Digital archivists often have to contend with the difficulties of processing messy collections. They may have to deal with thousands of files on different media, which may cost more resources than the archives can afford to expend. For this reason many collections are only processed minimally.

Computers are commonly used to detect and deaccession duplicate files, but I believe we can go further.
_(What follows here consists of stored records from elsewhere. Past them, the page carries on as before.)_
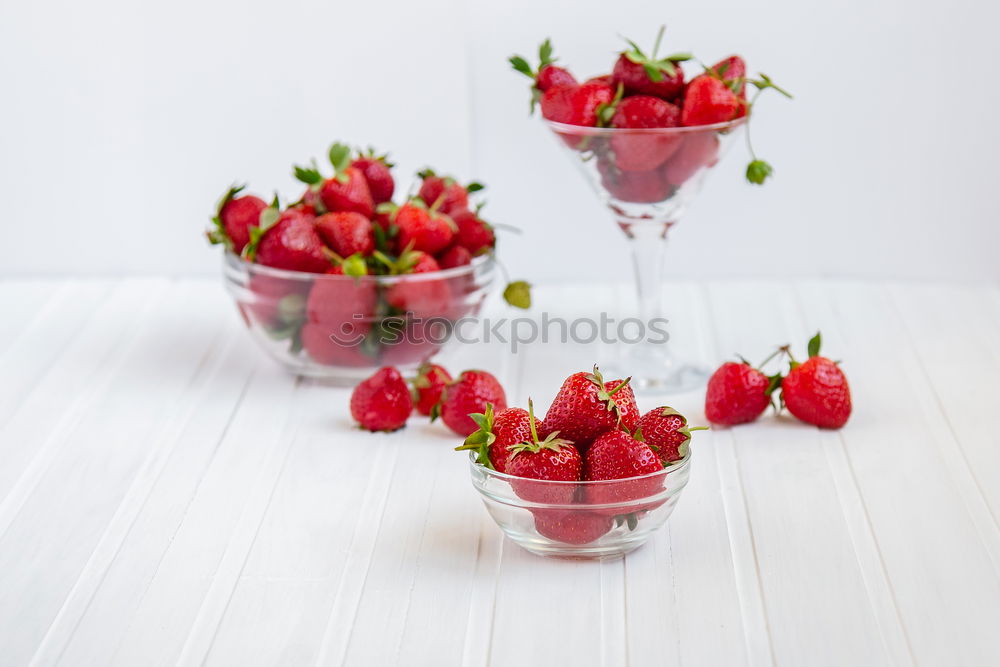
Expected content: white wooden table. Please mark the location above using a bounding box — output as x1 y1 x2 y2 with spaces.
0 279 1000 667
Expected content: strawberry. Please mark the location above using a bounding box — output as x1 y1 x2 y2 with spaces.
505 400 583 505
316 211 375 257
704 360 781 433
681 73 743 126
544 366 639 453
508 39 576 112
417 169 484 214
597 155 675 204
431 371 507 437
541 83 615 127
638 406 708 466
611 95 683 171
208 185 267 255
455 404 548 473
351 148 396 206
451 210 496 255
249 207 330 273
611 27 691 101
531 509 614 545
412 364 452 416
660 131 719 188
583 430 663 508
437 244 472 269
351 366 413 431
393 200 456 255
781 333 851 428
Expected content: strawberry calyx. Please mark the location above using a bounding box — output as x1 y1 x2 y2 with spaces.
456 402 497 470
507 398 573 458
242 193 281 262
622 25 694 82
205 183 246 250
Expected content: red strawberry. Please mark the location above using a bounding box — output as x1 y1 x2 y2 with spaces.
611 95 683 171
781 333 851 428
208 185 267 255
508 39 576 112
351 366 413 431
704 361 781 426
252 208 330 273
681 74 743 125
660 131 719 187
545 366 639 452
413 364 451 416
583 430 663 508
531 509 614 544
417 169 483 214
451 210 496 255
316 211 375 257
431 371 507 437
541 83 615 127
437 245 472 269
597 155 675 204
393 201 455 255
611 28 691 101
351 149 396 205
638 406 708 466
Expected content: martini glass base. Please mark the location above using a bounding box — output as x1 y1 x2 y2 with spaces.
601 346 710 394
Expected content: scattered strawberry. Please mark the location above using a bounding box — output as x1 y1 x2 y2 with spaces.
638 406 708 466
208 185 267 255
545 366 639 453
351 366 413 431
611 95 683 171
431 370 507 437
316 211 375 257
351 148 396 206
249 208 330 273
611 27 691 101
531 509 614 545
508 39 576 112
781 333 851 428
541 83 615 127
413 364 452 416
704 361 781 433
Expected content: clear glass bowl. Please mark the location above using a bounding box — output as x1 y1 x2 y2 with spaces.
469 452 691 558
223 253 496 385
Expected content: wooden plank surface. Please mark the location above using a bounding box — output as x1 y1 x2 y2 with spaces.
0 279 1000 666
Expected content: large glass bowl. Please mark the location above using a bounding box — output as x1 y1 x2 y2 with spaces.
223 253 496 385
469 452 691 558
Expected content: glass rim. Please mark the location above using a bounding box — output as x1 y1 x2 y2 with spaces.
542 116 749 136
469 447 693 487
223 250 496 285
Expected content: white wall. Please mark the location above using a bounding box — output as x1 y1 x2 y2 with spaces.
0 0 1000 280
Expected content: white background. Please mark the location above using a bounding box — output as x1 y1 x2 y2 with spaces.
0 0 1000 280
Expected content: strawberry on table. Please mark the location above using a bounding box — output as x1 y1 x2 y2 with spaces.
781 333 852 428
544 366 639 453
351 366 413 431
637 405 708 466
316 211 375 257
412 364 452 416
208 185 267 255
611 27 691 101
508 39 576 112
431 370 507 438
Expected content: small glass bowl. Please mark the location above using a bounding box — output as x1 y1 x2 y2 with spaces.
223 253 496 385
469 452 691 559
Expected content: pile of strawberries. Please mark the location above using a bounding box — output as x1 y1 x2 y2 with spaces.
509 28 790 203
705 333 852 428
208 143 530 366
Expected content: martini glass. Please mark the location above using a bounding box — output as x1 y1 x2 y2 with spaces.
546 118 746 393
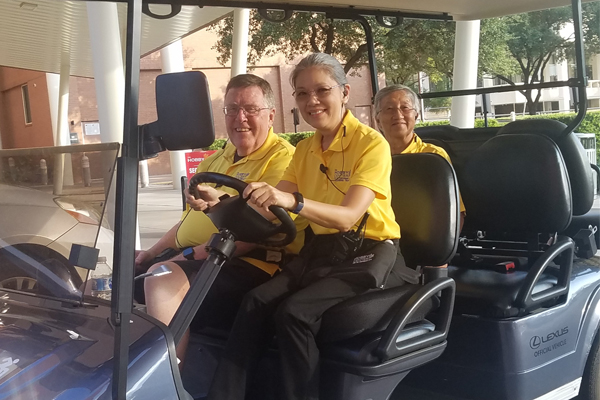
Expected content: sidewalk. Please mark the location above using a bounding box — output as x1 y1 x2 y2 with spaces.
138 175 182 249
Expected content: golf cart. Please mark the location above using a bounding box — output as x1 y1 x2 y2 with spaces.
0 0 600 400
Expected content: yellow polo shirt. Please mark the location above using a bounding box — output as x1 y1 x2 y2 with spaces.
401 133 466 212
281 111 400 240
176 129 304 275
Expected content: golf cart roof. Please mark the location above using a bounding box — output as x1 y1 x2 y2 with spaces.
152 0 593 21
0 0 592 77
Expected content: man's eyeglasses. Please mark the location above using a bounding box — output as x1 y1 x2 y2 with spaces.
379 106 415 115
223 106 271 117
292 84 344 100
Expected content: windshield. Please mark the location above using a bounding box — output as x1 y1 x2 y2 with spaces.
0 143 119 300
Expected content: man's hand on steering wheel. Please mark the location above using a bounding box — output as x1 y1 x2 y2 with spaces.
184 185 223 211
242 182 296 212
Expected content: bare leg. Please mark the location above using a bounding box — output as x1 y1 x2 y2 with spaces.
144 261 190 369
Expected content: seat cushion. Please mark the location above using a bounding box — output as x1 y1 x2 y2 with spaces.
448 267 557 318
318 284 439 343
321 320 435 365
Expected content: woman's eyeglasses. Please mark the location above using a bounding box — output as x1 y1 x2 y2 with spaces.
223 106 271 117
292 84 344 100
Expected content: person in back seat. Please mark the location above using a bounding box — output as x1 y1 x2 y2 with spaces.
375 85 465 283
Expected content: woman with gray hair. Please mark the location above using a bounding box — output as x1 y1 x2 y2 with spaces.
208 53 400 400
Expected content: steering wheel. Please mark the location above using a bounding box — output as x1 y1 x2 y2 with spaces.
189 172 296 247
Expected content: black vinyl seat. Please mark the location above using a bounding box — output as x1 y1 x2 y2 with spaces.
498 119 594 215
449 133 574 317
318 154 460 400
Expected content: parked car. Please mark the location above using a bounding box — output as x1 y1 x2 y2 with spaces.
0 146 114 298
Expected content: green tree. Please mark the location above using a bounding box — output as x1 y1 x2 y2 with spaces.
484 2 600 115
209 11 387 73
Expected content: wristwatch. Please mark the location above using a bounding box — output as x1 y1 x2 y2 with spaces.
181 247 195 261
292 192 304 214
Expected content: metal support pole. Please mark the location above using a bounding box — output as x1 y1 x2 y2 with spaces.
231 8 250 78
354 15 379 104
563 0 587 135
111 0 142 400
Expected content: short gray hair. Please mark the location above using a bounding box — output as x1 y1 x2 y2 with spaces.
225 74 275 108
290 53 348 88
374 84 421 115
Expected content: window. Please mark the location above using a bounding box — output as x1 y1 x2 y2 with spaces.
21 85 33 125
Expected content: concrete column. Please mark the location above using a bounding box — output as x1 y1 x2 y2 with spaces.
161 40 186 190
231 8 250 77
87 1 125 143
592 54 600 81
556 60 571 112
46 51 73 195
450 20 479 128
87 1 125 238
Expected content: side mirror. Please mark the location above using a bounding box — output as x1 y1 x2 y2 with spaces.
139 71 215 159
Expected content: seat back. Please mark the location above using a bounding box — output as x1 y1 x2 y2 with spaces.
461 134 572 233
498 119 594 215
391 153 460 267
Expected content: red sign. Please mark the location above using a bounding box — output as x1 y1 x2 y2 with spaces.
185 150 216 179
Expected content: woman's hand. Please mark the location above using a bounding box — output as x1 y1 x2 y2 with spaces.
242 182 296 212
184 185 221 211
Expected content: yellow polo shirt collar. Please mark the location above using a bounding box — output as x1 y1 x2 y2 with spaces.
310 110 360 154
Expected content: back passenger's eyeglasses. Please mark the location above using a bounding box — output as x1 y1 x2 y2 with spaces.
379 106 415 115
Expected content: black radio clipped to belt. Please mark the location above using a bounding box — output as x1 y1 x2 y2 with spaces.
330 212 369 264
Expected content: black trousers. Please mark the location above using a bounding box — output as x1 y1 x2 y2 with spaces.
208 236 397 400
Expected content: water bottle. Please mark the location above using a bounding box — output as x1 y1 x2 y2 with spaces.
91 256 112 300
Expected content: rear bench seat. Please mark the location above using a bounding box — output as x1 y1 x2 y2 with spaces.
417 120 598 317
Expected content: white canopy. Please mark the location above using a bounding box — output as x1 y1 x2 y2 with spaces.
0 0 592 77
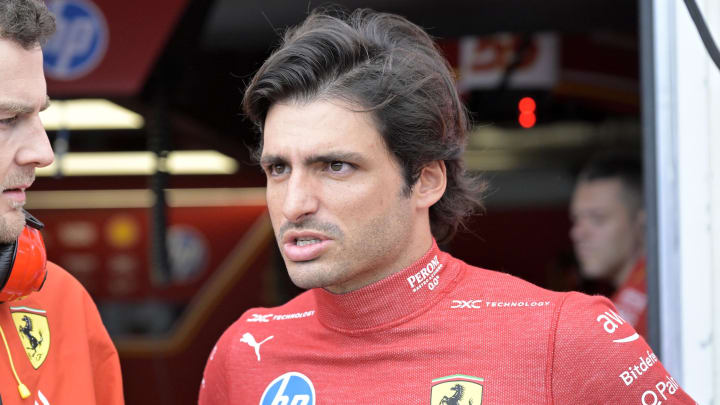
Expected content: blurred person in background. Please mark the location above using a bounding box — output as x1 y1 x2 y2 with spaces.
570 153 647 336
0 0 124 405
199 10 694 405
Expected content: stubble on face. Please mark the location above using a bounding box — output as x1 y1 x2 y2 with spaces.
277 181 412 294
0 169 35 243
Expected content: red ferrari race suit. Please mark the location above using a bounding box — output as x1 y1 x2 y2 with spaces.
199 244 695 405
610 257 647 336
0 262 124 405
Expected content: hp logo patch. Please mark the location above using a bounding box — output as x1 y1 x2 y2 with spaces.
260 371 315 405
43 0 108 80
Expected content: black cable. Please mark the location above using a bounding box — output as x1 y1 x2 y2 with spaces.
685 0 720 70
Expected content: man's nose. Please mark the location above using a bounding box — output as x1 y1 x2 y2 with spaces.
15 117 55 167
283 171 319 222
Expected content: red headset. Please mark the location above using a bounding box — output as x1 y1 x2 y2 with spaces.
0 210 47 302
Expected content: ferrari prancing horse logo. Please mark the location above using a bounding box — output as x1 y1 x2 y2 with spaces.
430 374 483 405
10 307 50 369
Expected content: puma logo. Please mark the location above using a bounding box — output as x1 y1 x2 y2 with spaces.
240 332 273 361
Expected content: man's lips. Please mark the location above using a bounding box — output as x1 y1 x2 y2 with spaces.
282 231 332 262
2 186 29 204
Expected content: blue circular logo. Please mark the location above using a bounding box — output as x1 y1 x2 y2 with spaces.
43 0 108 80
260 371 315 405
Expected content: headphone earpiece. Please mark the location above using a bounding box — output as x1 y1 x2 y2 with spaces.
0 210 47 302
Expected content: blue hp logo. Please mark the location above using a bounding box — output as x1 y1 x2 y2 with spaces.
260 371 315 405
43 0 108 80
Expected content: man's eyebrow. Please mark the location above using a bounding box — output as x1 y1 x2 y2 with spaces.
260 155 286 166
304 152 365 165
0 96 50 115
260 152 366 166
40 96 50 111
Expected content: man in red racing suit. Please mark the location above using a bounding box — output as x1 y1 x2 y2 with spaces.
199 10 693 405
200 244 695 405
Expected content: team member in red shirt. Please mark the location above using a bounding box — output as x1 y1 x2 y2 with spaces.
199 10 694 405
570 154 647 336
0 0 123 405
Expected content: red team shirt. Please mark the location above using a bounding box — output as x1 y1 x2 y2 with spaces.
610 258 647 337
0 262 124 405
199 244 695 405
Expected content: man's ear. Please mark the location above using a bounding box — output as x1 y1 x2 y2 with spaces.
413 160 447 208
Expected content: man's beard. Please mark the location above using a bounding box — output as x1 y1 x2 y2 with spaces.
0 204 25 243
0 169 35 243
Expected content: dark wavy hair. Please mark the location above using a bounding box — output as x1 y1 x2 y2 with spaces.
243 9 484 242
0 0 55 49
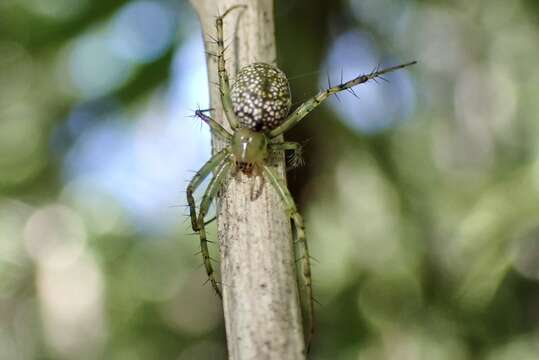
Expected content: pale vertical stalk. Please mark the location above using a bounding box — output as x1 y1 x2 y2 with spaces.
191 0 305 360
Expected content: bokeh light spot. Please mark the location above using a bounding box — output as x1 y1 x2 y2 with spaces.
110 0 176 63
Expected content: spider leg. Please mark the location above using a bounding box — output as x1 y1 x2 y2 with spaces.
215 5 246 129
186 149 228 232
264 165 315 351
197 155 232 298
195 109 232 141
268 61 417 138
269 141 305 168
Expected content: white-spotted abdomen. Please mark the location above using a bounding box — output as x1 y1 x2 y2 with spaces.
230 63 292 132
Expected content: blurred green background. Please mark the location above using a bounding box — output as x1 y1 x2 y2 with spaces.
0 0 539 360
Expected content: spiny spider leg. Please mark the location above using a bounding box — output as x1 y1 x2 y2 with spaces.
269 141 304 168
197 154 232 298
264 165 315 352
186 149 229 232
215 5 246 129
268 61 417 138
195 109 232 141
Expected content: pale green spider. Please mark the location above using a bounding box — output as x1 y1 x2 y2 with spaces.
187 5 416 343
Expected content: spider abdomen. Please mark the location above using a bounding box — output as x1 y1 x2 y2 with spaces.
230 63 292 132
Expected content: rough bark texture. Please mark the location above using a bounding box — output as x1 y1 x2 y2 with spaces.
191 0 305 360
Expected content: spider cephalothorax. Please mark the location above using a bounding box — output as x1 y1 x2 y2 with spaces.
187 5 415 352
230 127 268 175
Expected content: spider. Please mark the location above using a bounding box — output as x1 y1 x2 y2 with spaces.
187 5 416 348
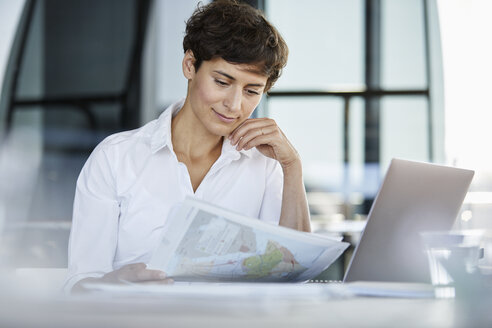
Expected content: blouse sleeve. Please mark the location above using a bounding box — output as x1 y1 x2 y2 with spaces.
64 142 120 291
259 160 284 225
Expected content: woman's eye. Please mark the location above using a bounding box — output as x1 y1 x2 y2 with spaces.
246 90 259 95
215 79 227 85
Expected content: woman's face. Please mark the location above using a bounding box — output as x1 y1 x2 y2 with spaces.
183 53 267 136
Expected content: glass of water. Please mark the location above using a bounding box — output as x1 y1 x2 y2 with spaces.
420 230 484 298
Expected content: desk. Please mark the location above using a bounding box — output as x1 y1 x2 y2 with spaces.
0 284 486 328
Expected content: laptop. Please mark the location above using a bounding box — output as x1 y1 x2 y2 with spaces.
343 159 474 283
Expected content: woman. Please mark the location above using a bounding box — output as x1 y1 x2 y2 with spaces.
65 1 310 291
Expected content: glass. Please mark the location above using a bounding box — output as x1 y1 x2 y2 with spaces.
420 230 484 298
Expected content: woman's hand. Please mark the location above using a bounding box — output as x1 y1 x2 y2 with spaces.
229 118 300 169
72 263 173 292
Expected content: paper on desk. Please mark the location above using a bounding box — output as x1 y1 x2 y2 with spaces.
344 281 435 298
149 198 349 282
84 282 353 301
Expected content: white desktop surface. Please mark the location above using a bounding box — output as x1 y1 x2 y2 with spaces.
0 285 478 328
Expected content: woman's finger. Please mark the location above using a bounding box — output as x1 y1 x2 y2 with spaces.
236 125 278 150
229 118 277 145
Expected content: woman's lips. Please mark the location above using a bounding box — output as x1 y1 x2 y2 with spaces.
212 109 236 123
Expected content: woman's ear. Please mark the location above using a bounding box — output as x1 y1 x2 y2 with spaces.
183 50 196 80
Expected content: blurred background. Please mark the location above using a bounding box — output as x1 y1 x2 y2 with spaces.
0 0 492 279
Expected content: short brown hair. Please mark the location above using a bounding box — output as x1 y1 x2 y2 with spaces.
183 0 289 92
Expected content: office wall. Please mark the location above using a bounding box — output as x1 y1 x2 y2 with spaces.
141 0 210 123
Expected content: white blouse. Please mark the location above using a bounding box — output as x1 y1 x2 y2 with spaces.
65 100 283 290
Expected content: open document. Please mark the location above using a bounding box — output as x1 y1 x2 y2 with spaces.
149 198 349 282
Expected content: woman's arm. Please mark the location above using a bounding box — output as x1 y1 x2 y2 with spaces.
72 263 173 293
229 118 311 232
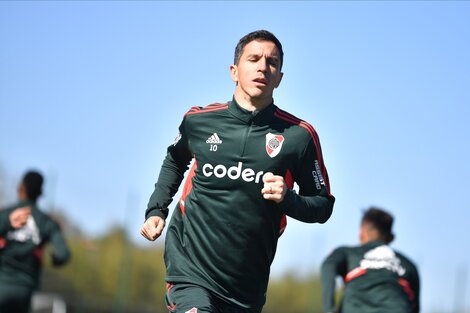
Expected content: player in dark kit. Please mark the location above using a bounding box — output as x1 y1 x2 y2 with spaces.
0 171 70 313
141 31 334 313
321 208 419 313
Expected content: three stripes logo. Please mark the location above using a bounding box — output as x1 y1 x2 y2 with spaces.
206 133 222 145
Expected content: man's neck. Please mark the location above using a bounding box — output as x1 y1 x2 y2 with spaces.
234 93 273 112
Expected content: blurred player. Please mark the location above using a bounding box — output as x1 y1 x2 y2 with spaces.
0 171 70 313
141 30 334 313
321 208 419 313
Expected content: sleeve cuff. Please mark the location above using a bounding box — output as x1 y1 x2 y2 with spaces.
145 208 166 220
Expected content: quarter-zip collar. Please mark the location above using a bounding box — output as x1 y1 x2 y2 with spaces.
228 97 276 124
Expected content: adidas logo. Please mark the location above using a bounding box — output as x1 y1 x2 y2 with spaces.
206 133 222 145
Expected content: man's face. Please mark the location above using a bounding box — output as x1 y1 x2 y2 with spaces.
230 40 282 104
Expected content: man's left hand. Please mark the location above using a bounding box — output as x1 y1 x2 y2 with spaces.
261 172 287 203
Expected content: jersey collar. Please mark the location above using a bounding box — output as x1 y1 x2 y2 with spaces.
228 97 276 124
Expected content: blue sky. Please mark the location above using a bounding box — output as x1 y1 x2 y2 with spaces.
0 1 470 313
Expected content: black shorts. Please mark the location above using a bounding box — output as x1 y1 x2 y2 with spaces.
165 283 261 313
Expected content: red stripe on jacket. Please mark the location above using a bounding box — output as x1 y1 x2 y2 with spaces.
274 108 331 196
184 103 228 116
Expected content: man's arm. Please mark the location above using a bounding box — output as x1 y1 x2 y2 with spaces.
140 120 192 240
406 262 420 313
321 248 347 313
279 137 335 223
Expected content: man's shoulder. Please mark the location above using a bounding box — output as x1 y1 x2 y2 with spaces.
184 102 228 118
393 249 416 267
273 106 318 140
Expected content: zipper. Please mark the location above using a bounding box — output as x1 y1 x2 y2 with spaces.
240 118 253 157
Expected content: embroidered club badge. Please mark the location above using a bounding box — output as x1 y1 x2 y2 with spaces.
266 133 284 158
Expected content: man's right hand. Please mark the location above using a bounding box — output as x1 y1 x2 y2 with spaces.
140 216 165 241
9 206 31 229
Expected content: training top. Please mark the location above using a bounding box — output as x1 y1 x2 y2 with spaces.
0 201 70 289
146 99 334 308
321 241 419 313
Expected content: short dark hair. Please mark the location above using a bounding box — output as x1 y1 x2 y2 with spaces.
22 171 44 201
362 207 395 243
233 29 284 69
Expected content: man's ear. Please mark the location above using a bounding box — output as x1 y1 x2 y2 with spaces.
274 72 284 88
230 64 238 83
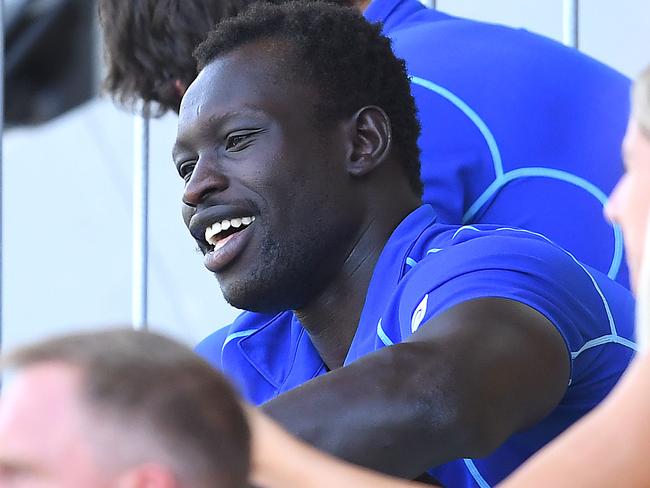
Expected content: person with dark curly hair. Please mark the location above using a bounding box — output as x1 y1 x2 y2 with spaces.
174 2 636 487
99 0 629 286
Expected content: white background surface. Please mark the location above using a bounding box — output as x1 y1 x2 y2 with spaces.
2 0 650 348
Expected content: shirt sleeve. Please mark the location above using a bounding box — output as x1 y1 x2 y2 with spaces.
390 230 632 384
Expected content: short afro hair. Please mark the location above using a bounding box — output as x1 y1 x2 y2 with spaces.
194 1 422 196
If software could automatically detect the connections between files and thereby identify edited versions of the same image or drafts of the same document, then that information could be invaluable to the archivist in discovering, navigating, and describing the contents of a digital collection.

I am developing software, codenamed “Eltrovo”, that can identify similarity between files to determine whether they may represent versions of the same work. This automatic discovery process will empower archivists with a greater understanding and enable them to describe digital collections more effectively.

The slide deck for this presentation is available online at stjo.hn/infoshow24

St John Karp
St John Karp is a recovering novelist and computer programmer. He has just completed a master's degree in library and information science and will shortly be ejected from the thorny bosom of academia and back into the real world. During grad school he has done internships at the American Numismatic Society, New York City Health + Hospitals, the NewYork-Presbyterian/Weill Cornell Medical Archives, and the Horological Society of New York. He is a shy and timid creature most active during the crepuscular hours, and responds to soothing noises and non-conflict scones.